Posted on Dec 1, 2017 by in Recipes | 0 comments

For someone who has lived her entire life in the southern hemisphere, I really love pumpkin pie. Now, I realise that this might be a strange confession for people from North America. I could imagine that such a person might be thinking ‘of course you love pumpkin pie! Who doesn’t love pumpkin pie?!’

The sad truth is that pumpkin pie isn’t really a thing in Australia. In fact, for the most part, when Australians talk about pies, they are talking about savoury pies filled with meat. It’s probably for this reason that when I recently made my version of this traditional American holiday treat, topped with a silky maple syrup buttercream, my friends were concerned. ‘Pumpkin pie?’ they said. ‘Is it a savoury vegetable pie? Why would you make a pie that only contains pumpkin?’.

This recipe is not really for people like my friends, who have never really dallied in the exciting world of sweet pies. This recipe is more for people who have been making and eating pumpkin pie all their life and who have an old family recipe that they follow every Thanksgiving. In my opinion, adding a bit of luscious maple syrup buttercream is a great way to make a special traditional dessert even more special.

Note: The usual rules about making Swiss Meringue buttercream apply here.
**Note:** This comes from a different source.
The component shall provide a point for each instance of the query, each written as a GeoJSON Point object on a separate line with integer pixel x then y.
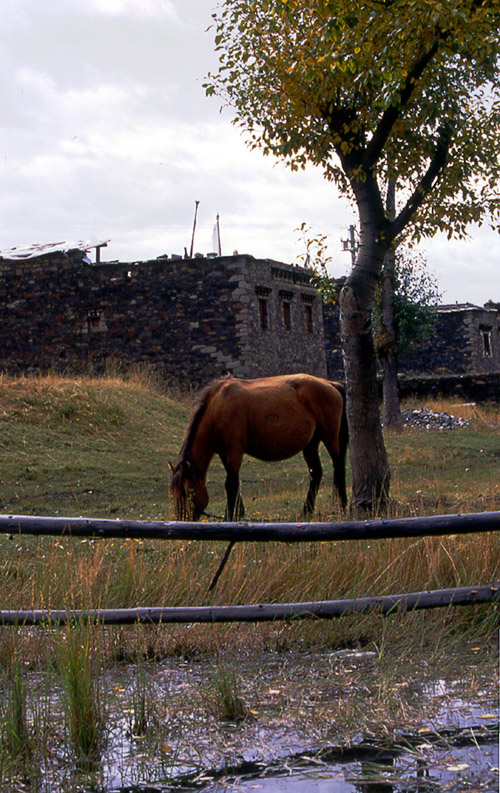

That is, always make sure your butter is at room temperature and, when in doubt, keep mixing!

Makes enough to decorate one large pumpkin tart

Maple syrup buttercream

125 grams of maple syrup

125 grams of caster sugar

125 grams of egg whites

380 grams of unsalted butter (softened)

1 teaspoon vanilla bean paste

Make the maplepeach buttercream

  1. Combine the maple syrup, sugar and egg whites in the bowl of a stand mixer.
  2. Place the stand mixer bowl over a saucepan of water to create a double boiler. Ensure that the water does not touch the bottom of the stand mixer bowl.
  3. Heat the sugar and egg whites to 70C, stirring occasionally with a whisk.
  4. Once at temperature, transfer the stand mixture bowl to the stand mixer. With a whisk attachment, beat the eggs and sugar on a high speed until stiff peaks are formed.
  5. Change the whisk attachment to a paddle attachment. Add the butter slowly on a low speed, ensuring that the butter is at room temperature.
  6. Add the vanilla bean paste and combine.